Rating:  Summary: A disappointing exercise in egocentrism. Review: Having enjoyed some of Verghese's essays, I looked forward to My Own Country. But I was disappointed by the clumsy writing and the lack of cohesiveness. And I was irritated by his persistent focus on his own feelings while faced with the tragic stories of his patients. So often in the book, he relates some terrible anecdote and then goes on to say how it reminds him of his own situation--which, of course, is utterly absurd. The value of the book lies in the stories of the AIDS patients, and I'm left wishing that Verghese had made this book more of a "patients' story" than a "doctor's story."
Rating:  Summary: A gem of a book!
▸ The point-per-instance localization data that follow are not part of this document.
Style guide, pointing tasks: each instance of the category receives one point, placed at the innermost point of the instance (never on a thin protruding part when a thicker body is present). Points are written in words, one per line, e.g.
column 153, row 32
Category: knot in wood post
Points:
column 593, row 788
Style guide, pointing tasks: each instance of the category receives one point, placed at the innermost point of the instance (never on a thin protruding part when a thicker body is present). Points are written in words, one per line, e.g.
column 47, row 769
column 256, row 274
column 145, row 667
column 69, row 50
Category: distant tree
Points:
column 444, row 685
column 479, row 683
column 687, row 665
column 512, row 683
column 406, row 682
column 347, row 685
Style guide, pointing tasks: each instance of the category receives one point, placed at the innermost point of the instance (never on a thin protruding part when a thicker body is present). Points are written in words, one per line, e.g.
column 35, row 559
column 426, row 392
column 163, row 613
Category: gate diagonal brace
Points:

Honest, heart-warming, elegantly written. Review: This is one of the best books I've read from a contemporary author. Verghese writes elegantly and with searing honesty about the AIDS patients he encountered as a young immigrant in small town America. So much has been written about his wonderful writing style and his compassion and humanity as a doctor...and I agree with all of that. I was especially interested in how he describes the gay experience as being analagous to the foreign immigrant experience in America. Both groups gain sustenance from their communities; both groups long for acceptance from the mainstream. It's interesting that the author's desire for assimilation is greater than his need to identify with the local Indian community. This book succeeds on every level. You gain insights into the life of the gay community, Indian immigrants, the medical community, and most of all the emotional and mental state of the man who describes it all. Thank you Doctor Verghese for this great book!
Rating:  Summary: The author teaches about living by sharing about dying. Review: Abe Verghese is a warm fellow and he writes with a sense of mission and responsibility, eager to share with people the will to a meaningful life. Maybe it's those who are faced with death that can tell us how to really live, how to overlook those things that don't matter too much. Abe has found his niche. His compassion is real and he writes in a way to preserve the dignity of the person, lifting up the ordinary as something extraordinary in today's UNoridinary world. I know these things about Abe to be true because he tells the story about my own family in the book. My parents were Will and Bess Johnson, and by telling our story, he's been able to share with a lot of other people the important lessons my parents taught me and my brothers about dying, but more importantly about living. Will, Jr.
Rating:  Summary: Needs to be read by everyone Review: Having lost a son to AIDS and living in the South, I wondered about other cases and how the other patients had died. This book puts faces on AIDS cases and makes me better understand what I went through. My son died in a big city and his suffering was probably less than the ones who had to come home to die. An excellent book that should be read by everyone.